# Introduction

Exact Inference is computationally expensive. If we are given a bayes net, calculating the marginal distribution of a variable is a lot of work.

Consider the following Bayesian network:

To compute p(D), we calculate the joint probability and sum out everything but D:

$p(D) = \sum_a \sum_b \sum_c p(A,B,C,D) = \sum_a \sum_b \sum_c p(A)p(B|A)p(C|B)p(D|C)$

It seems like this is more work than it is worth. If each of the variables have k values, then we end up having to generate $k^n$ probabilities in the joint distribution that we have to sum over. There must be a more efficient way to compute these marginal probabilities.

Enter Variable Elimination.

# The Basic Ideas

Variable Elimination fundamentally contains two main ideas that help address this exponential blowup of the joint distribution.

The first idea is about exploiting properties of arithmetic. For example, if you have an expression:

$yx_1 + yx_2 + yx_3 + yx_4$

This expression has four multiplications and three additions. However, using the well known properties of arithmetic we can rearrange the expression:

$y(x_1 + x_2 + x_3 + x_4)$

Now we have ONE multiplication and three additions.

The second idea is about exploiting the structure of the Bayesian network. Many of the sub expressions in the joint only depend on a small number of variables.

For example, lets take our Bayes net from above (which is structured as a chain), again the marginal probability of p(D) is:

$p(D) = \sum_a \sum_b \sum_c p(a)p(b|a)p(c|b)p(D|c)$

Now if we apply what we know about arithmetic and the structure of the network we can rearrange:

$p(B) = \sum_a p(a)p(B|a)$

$p(C) = \sum_b p(b)p(C|b)$

$p(D) = \sum_c p(c)p(D|c)$

Essentially what we did here was perform the computation from the inside out.
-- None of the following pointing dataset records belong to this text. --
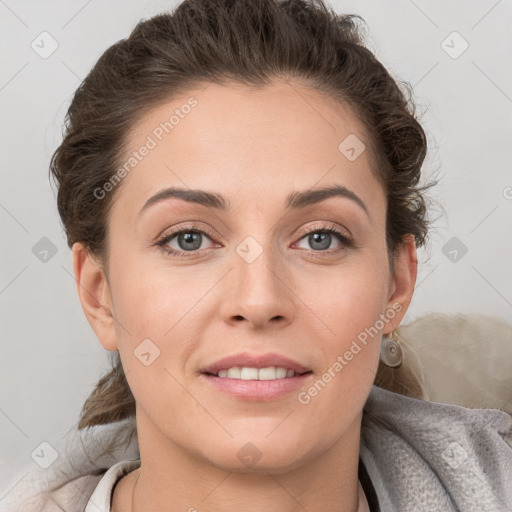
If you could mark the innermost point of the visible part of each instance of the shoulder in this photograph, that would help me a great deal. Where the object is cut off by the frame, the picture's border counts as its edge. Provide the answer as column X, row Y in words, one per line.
column 417, row 451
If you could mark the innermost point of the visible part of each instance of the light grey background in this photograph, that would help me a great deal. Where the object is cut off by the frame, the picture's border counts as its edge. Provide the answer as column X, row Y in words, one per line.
column 50, row 359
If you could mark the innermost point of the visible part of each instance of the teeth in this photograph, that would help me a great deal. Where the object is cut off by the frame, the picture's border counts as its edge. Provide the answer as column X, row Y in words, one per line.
column 246, row 373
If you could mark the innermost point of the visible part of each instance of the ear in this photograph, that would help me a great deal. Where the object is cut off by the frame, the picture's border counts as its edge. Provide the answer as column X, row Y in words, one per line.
column 402, row 281
column 94, row 294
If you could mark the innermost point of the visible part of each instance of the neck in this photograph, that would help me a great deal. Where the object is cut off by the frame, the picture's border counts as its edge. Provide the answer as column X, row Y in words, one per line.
column 171, row 479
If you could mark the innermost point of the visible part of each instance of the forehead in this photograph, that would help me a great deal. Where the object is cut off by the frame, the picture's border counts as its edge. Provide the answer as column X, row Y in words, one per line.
column 226, row 137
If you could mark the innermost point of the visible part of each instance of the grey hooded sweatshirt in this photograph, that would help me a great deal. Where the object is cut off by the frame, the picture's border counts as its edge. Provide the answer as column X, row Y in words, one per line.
column 420, row 456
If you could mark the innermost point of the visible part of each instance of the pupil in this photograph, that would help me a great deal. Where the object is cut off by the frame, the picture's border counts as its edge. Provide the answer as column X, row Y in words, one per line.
column 190, row 238
column 317, row 238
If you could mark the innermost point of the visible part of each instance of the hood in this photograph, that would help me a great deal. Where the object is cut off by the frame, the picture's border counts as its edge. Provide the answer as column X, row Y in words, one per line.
column 420, row 456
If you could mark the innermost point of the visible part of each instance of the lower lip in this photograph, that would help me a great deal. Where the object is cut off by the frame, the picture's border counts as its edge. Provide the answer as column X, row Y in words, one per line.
column 258, row 390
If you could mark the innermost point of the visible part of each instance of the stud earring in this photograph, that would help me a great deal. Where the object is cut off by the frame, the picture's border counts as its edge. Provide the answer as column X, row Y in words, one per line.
column 391, row 353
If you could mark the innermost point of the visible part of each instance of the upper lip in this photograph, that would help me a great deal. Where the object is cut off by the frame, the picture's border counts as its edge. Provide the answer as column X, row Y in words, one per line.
column 254, row 361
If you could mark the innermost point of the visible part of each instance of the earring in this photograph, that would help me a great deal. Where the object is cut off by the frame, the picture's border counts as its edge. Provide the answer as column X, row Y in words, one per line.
column 391, row 353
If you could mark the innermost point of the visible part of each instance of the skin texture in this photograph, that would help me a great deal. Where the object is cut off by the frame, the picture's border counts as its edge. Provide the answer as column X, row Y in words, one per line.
column 254, row 147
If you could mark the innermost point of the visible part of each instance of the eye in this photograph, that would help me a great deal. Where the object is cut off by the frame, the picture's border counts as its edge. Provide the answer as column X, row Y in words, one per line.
column 188, row 240
column 320, row 238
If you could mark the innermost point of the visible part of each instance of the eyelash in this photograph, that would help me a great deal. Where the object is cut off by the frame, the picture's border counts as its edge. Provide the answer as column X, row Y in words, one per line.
column 347, row 242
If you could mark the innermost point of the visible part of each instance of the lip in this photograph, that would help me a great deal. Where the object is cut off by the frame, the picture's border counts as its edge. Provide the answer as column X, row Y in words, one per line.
column 257, row 390
column 254, row 361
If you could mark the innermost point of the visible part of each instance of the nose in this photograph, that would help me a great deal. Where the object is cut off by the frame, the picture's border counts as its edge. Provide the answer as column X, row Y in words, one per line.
column 258, row 292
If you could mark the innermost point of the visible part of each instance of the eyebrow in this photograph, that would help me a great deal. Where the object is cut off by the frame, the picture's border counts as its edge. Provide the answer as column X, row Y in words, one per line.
column 295, row 200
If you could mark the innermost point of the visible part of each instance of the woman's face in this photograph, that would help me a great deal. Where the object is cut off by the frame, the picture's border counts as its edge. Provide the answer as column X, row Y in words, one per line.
column 256, row 279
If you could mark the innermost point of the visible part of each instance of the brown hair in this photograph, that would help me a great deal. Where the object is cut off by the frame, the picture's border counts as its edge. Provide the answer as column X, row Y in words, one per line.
column 251, row 43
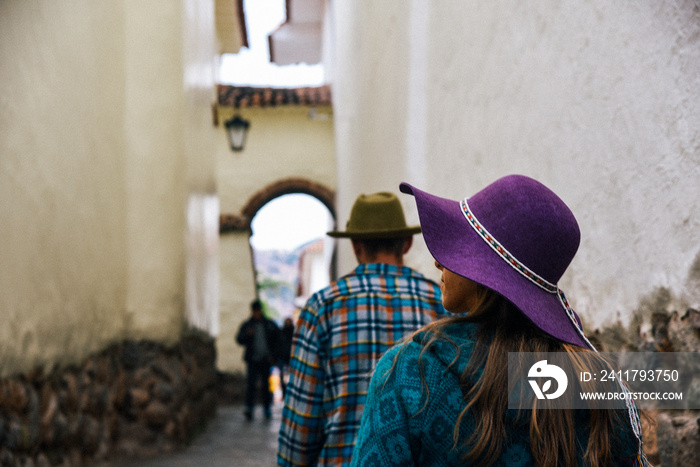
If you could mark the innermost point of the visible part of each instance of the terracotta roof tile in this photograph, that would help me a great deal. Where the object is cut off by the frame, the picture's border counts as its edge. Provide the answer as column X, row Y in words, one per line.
column 246, row 96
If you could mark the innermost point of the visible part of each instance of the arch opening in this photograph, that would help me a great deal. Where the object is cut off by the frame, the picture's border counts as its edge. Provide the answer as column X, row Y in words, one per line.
column 292, row 255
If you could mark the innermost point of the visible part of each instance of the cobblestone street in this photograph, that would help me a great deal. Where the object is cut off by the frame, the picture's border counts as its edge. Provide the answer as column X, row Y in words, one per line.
column 229, row 441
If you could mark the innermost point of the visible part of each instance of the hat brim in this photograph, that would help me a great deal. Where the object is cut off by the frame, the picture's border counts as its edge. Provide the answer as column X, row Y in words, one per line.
column 388, row 233
column 456, row 246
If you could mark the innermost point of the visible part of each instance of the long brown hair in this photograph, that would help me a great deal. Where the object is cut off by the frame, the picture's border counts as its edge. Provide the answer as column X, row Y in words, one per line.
column 552, row 432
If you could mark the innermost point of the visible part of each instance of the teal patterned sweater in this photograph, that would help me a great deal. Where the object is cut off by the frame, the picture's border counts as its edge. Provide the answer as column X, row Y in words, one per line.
column 401, row 426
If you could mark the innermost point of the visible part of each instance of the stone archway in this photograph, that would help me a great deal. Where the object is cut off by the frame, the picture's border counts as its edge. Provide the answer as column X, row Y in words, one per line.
column 241, row 222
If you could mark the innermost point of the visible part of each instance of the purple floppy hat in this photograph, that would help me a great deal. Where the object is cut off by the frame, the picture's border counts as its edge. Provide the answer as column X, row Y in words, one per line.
column 515, row 237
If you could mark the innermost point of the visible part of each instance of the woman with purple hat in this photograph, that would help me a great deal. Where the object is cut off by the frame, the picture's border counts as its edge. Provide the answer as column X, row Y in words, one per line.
column 441, row 397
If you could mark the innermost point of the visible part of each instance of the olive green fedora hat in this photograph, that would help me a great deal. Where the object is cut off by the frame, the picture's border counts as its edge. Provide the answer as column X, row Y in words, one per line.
column 378, row 215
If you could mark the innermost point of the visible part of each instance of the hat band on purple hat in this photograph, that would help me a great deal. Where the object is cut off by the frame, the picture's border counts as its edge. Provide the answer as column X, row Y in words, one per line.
column 550, row 288
column 521, row 268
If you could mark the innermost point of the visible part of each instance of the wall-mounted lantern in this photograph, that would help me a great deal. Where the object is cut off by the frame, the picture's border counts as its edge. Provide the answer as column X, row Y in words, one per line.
column 237, row 129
If we stick the above expressions back into the equation for p(D), we get:

$p(D) = \sum_c p(D|c) \Bigg( \sum_b p(C|b) \Bigg( \sum_a p(a)p(B|a) \Bigg)\Bigg)$

The inner expression (or p(B) ) is computed first for all values of B and stored so we only compute them once (thus eliminating A). Then p(C) is computed with the values of p(B) and stored. Finally p(D) is computed with the stored values of p(C).
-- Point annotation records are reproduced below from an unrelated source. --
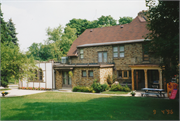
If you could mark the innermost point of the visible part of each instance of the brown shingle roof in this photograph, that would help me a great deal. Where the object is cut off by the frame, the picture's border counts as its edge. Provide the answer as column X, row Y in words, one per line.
column 132, row 31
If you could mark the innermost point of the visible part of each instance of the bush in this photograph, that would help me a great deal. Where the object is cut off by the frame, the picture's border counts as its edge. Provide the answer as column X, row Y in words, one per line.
column 115, row 87
column 82, row 89
column 105, row 87
column 97, row 86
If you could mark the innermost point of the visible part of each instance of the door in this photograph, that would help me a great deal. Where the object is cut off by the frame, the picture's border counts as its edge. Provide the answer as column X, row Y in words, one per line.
column 67, row 82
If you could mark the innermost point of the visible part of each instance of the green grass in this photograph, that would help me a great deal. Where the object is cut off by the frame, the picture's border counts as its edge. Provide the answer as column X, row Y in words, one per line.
column 114, row 92
column 78, row 106
column 4, row 89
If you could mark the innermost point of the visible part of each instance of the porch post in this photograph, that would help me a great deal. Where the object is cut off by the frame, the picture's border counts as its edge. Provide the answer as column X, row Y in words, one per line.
column 160, row 78
column 146, row 81
column 132, row 71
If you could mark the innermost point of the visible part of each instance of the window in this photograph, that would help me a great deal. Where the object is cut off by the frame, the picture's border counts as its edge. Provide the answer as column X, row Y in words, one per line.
column 120, row 74
column 83, row 73
column 145, row 53
column 124, row 74
column 102, row 57
column 90, row 73
column 121, row 51
column 118, row 51
column 115, row 52
column 81, row 54
column 38, row 75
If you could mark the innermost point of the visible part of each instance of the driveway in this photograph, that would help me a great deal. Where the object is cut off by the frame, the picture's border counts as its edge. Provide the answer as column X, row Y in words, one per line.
column 19, row 92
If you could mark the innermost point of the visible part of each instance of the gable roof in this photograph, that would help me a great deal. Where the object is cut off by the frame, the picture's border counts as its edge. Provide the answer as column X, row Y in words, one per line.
column 132, row 31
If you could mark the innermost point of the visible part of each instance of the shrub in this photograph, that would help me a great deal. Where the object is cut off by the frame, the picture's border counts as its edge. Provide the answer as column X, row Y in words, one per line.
column 82, row 89
column 115, row 87
column 127, row 89
column 105, row 87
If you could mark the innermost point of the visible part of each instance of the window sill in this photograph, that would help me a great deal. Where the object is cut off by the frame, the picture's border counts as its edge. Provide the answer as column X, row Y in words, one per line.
column 118, row 58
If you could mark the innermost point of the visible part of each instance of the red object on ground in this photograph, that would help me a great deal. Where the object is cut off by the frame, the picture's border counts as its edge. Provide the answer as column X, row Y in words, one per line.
column 173, row 94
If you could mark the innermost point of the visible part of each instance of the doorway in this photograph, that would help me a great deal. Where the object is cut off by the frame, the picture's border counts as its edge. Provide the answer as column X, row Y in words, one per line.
column 67, row 81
In general terms, lets assume a Bayesian network that has the structure of a chain with n variables $X_1 \rightarrow \ldots \rightarrow X_n$ ,where each variable has $k$ possible values. Computing $p(X_{i+1})$ can be defined recursively.

$p(X_{i+1}) = \sum_{x_{i}} p(X_{i+1} | x_i)p(x_i)$

Each recursive step is $O(k^2)$ and we recurse through all n variables in the worst case scenerio, so the total bigO is $O(nk^2)$. This is much better than generating the full $k^n$ probabilities to sum over in the joint distribution.

# The Algorithm

To define the basic variable elimination algorithm, we must first define a few terms.
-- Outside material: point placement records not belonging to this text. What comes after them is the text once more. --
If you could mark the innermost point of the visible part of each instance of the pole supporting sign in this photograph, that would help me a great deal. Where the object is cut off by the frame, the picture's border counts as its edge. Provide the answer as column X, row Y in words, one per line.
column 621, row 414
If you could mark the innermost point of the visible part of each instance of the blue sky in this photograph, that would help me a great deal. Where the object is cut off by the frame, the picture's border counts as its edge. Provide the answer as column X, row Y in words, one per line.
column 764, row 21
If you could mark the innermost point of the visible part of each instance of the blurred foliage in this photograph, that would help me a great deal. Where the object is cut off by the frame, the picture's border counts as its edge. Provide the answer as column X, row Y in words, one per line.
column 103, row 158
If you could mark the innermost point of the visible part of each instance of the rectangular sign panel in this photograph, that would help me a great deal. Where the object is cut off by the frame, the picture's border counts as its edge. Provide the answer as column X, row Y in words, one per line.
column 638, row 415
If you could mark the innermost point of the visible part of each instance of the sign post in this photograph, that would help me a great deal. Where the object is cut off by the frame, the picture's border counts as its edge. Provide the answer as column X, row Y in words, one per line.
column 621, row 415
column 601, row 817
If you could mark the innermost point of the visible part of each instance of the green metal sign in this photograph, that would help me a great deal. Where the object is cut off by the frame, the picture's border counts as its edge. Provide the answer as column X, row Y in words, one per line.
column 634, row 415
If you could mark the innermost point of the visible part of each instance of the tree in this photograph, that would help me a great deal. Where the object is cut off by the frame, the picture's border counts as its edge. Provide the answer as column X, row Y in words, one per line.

• $\phi$ is called a factor,or a conditional probability from a Bayesian network. For example, from the above network, p(B|A) represents one factor.
• $Scope[\phi]$ is the set of variables that are used by the factor $\phi$.

VariableElimination(
$\Phi$  // Set of factors for a given Bayesian network
Q  // Query variable
E=e  // Set of observed variables (and their values)
Z  // Ordered set of variables not in Q$\cup$E
)

* For each $\phi \in \Phi$ set all observed variables E $\in Scope[\phi]$ to E=e

* For each $Z_i \in Z$
$\Phi \leftarrow Eliminate(\Phi,Z_i)$

* $\phi^{*} \leftarrow \prod_{\phi \in \Phi} \phi$

* $\alpha \leftarrow \sum_{q \in Val(Q)} \phi^{*}(q)$

* return $\phi^{*} / \alpha$
Eliminate(
$\Phi$ \\ Set of factors
Z \\ Variable to eliminate

* $\Phi' \leftarrow \{$ Every $\phi \in \Phi$ where $Z \in Scope[\phi]\}$
* $\Phi'' \leftarrow \Phi - \Phi'$
* $\psi \leftarrow \prod_{\phi \in \Phi'} \phi$
* $\tau \leftarrow \sum_{z} \psi$
* return $\Phi'' \cup \{\tau\}$

Note that this algorithm is based off the version presented in (Koller, Friedman, 2009, see references).

# Example walk through

For an example, lets take the following Bayesian network that you have seen before (Russel,Norvig, 2005):

For convenience let B = Burglary, E = Earthquake, A = Alarm, M = Marycalls, and J = Johncalls.

p(B) = .001
p(E) = .002

p(A|B,E):                p(M|A):             p(J|A):
----------------         ------------       ------------
| B | E | p(A) |         | A | p(M) |       | A | p(J) |
----------------         ------------       ------------
| t | t | .95  |         | t | .70  |       | t | .90  |
| t | f | .94  |         | f | .01  |       | f | .05  |
| f | t | .29  |         ------------       ------------
| f | f | .001 |
----------------

Lets say we would like to compute p(B|J,M), which is the probability that there was a Burglary given John and Mary called.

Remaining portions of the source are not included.